BALTIMORE (WJZ) — Stamping out racial profiling. The Baltimore Police Department has a new program, pairing officers with residents. The goal is to reduce the city’s crime rate.
Gigi Barnett explains how it all works.
Take a group of Baltimore cops and a cluster of city residents, put them in a classroom and host a discussion on racial profiling. The goal is to stamp it out.
“This isn’t about a whole lot of bad officers. We got a whole lot of good officers out there,” the moderator said.
The forum is the brainchild of Police Commissioner Anthony Batts. He says it was one of the first programs he wanted to implement when he took the top spot on the force back in August 2012.
“What we’re really trying to do is give the skills to the officers so we close the gaps,” Batts said. “To allow officers to know how the community sees us, how we see the community.”

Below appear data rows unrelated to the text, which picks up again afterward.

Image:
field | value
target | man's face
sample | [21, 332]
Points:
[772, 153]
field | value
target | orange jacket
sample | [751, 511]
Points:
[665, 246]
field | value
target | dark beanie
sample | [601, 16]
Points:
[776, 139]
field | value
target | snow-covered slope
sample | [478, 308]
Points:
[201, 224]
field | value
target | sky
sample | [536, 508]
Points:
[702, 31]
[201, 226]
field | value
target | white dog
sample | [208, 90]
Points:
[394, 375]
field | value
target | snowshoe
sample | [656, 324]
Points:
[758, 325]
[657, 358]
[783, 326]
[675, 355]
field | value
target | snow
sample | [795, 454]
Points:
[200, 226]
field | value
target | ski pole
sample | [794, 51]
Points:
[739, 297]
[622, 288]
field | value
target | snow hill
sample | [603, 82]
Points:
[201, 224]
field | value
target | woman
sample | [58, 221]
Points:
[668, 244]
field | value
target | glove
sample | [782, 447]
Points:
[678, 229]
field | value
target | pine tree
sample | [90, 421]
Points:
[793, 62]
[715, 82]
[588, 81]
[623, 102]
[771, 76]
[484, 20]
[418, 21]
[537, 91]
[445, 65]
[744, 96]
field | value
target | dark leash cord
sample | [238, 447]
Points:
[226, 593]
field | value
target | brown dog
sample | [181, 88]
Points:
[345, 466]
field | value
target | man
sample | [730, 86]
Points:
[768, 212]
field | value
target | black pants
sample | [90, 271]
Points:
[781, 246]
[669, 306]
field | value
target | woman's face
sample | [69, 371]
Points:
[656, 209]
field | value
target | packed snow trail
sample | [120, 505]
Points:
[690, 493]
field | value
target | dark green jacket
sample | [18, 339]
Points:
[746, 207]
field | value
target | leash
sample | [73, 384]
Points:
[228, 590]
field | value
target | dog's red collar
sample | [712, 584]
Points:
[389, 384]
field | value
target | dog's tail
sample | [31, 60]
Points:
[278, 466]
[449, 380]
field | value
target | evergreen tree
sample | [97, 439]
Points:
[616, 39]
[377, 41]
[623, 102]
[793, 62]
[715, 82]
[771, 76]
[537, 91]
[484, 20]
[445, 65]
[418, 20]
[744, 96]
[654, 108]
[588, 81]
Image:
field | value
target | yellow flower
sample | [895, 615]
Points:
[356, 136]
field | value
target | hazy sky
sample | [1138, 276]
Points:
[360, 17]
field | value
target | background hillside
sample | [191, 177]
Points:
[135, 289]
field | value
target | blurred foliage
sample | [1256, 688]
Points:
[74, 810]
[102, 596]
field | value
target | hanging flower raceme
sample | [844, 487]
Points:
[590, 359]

“I’ve been a victim of racism, things have happened to me. So I make it a point as an officer and now as a sergeant to take the time to make sure that I respond to certain calls,” a police representative said.
The honest discussion could build trust between police and residents and cut down on Baltimore’s growing murder rate and other crimes.
“I’ve seen profiling. I’ve seen acts of just outright, blatant racist behavior by police officers,” said Baltimore resident Kim Trueheart. “It shows us in the neighborhoods that this new commissioner is interested in what we think.”
Earlier this month, Mayor Stephanie Rawlings-Blake also called for more help from citizens to help police reduce violent crime.